In [None]:
# This Python 3 environment comes with many helpful analytics libraries installed
# It is defined by the kaggle/python Docker image: https://github.com/kaggle/docker-python
# For example, here's several helpful packages to load

import numpy as np # linear algebra
import pandas as pd # data processing, CSV file I/O (e.g. pd.read_csv)

# Input data files are available in the read-only "../input/" directory
# For example, running this (by clicking run or pressing Shift+Enter) will list all files under the input directory

import os
for dirname, _, filenames in os.walk('/kaggle/input'):
    for filename in filenames:
        print(os.path.join(dirname, filename))

# You can write up to 20GB to the current directory (/kaggle/working/) that gets preserved as output when you create a version using "Save & Run All" 
# You can also write temporary files to /kaggle/temp/, but they won't be saved outside of the current session

 **“Predicting Hotel Booking Cancellations with Python”**
1. Introduction
        By now, all of us are aware that the Covid-19 pandemic has sent shock waves of disruptions to worldwide travel plans as travel restrictions have been imposed and flights have beencancelled.

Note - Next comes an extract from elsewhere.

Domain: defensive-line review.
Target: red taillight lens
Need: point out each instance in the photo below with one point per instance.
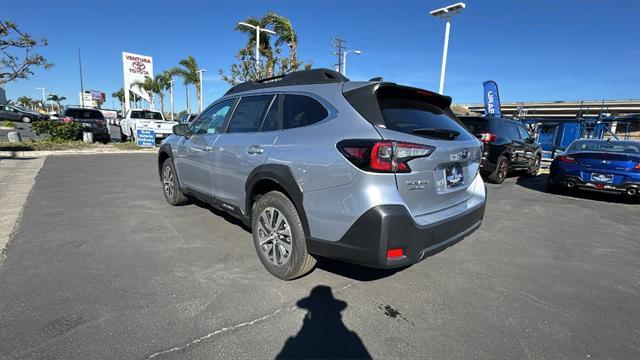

This has contributed to visitors scrambling to cancel their bookings for hotels and tours. In fact,the global travel industry has been overwhelmed by the large number of corona-virus induced cancellations. But hotel cancellations are nothing new.

2. Objectives of Study
        •To evaluate feature importance i.e. which features are most important to predict hotel booking cancellations.
        •To predict the guests who are most likely to cancel their reservation and this will help to generate better forecasts and reduce business decision uncertainty.
        •Build a model that could predict bookings with a high cancellation probability.



In [None]:
#Import Libraries

import numpy as np
import pandas as pd
import seaborn as sns

import matplotlib.pyplot as plt
import statsmodels.formula.api as smf

from sklearn.metrics import accuracy_score, roc_auc_score, roc_curve, confusion_matrix, auc
from sklearn.model_selection import train_test_split, cross_val_score, GridSearchCV
from sklearn.preprocessing import LabelEncoder, StandardScaler 
from sklearn.tree import DecisionTreeClassifier
from sklearn.linear_model import LogisticRegression
from sklearn.svm import SVC

In [None]:
# load data:
hotel = pd.read_csv("/kaggle/input/hotel-booking-demand/hotel_bookings.csv")

In [None]:
# Quick look or Sample Data 
hotel.head()

1. **Data Cleaning**

In [None]:
# checking for missing values
hotel.isnull().sum()

In [None]:
# handling Missing values
hotel['children'].fillna(0,inplace=True)
hotel['country'].fillna('PRT',inplace=True)
hotel.drop(['agent','company'],axis=1,inplace=True)

**Data Visualization**

In [None]:
# How many Bookings were Cancelled at the Hotel?
sns.set(style = "darkgrid")
plt.title("Is Booking Canceled or not", fontdict = {'fontsize': 20})
ax = sns.countplot(x = "is_canceled", data = hotel)

According to the this graph, 63% of bookings were not canceled and 37% of the bookings were canceled at the Hotel.

In [None]:
#How many Bookings were Cancelled by Hotel Type?
sns.set(style = "darkgrid")
plt.title("Is Canceled or not by Hotel Type", fontdict = {'fontsize': 20})
ax = sns.countplot(x = "hotel", hue = 'is_canceled', data = hotel)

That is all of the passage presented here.